Sack abrió tanto los ojos al escuchar esas palabras que casi se le salen de las cuencas. ¿Cómo no se había dado cuenta antes?, su hermana estaba muerta de miedo cuando la dejó, incluso podría no haber puesto objeción a quedarse sola porque no tenía ni fuerzas para hablar. ¡Oh no!, la culpa había sido solo suya, ¿por qué la habría dejado sola?

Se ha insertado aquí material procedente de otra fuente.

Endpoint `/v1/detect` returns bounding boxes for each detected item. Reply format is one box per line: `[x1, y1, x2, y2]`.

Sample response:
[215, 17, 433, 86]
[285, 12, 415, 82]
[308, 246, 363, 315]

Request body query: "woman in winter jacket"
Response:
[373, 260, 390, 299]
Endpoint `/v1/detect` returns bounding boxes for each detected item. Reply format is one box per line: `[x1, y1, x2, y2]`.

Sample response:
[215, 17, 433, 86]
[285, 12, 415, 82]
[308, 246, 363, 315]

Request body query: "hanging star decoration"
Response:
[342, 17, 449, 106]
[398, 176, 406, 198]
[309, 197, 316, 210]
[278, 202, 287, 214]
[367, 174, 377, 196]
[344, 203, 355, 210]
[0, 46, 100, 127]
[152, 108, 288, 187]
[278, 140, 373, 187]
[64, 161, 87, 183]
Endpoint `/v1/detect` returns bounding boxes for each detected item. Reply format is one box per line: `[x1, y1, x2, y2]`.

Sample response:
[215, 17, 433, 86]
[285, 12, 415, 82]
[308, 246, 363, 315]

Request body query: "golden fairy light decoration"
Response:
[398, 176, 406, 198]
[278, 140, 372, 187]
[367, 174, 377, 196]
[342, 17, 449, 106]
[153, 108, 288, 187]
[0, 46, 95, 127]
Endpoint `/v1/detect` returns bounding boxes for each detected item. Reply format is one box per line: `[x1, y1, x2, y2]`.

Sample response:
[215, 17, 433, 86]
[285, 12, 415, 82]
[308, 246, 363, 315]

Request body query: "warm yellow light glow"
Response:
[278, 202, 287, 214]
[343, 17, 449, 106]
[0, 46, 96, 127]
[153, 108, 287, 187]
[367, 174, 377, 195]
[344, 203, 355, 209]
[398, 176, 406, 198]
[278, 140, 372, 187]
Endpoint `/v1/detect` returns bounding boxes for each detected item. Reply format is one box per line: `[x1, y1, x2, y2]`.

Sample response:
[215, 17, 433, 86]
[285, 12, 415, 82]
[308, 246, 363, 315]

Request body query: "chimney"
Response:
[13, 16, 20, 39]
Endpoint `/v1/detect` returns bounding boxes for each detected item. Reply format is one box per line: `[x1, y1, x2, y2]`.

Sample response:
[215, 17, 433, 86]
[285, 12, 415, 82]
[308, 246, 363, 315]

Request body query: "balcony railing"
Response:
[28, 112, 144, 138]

—Quiero ver ya a mi hija, por favor —dijo ya sin fuerzas Mariah, un poco más tranquila sabiendo que se encontraba bien.

—Tendrá que esperar un poco, señora. Pero no se preocupe, que su hija está bien. En cuanto puedan entrar a verla, yo mismo se lo comunicaré.

Mientras esperaban a que les avisasen para poder ver a Sarah, Sack no paraba de pensar en lo mal hermano que había sido dejando a su hermana sola, ¿cómo podía haber sido tan irresponsable?

Después de aproximadamente media hora, el celador apareció en la sala donde se encontraban madre e hijo esperando, desesperados, el momento de poder ver a Sarah.

—Acompáñenme, por favor. —Al celador no le hizo falta decir nada más porque Sack y Mariah ya estaban de pie a su lado siguiéndole de cerca a cada paso que daba.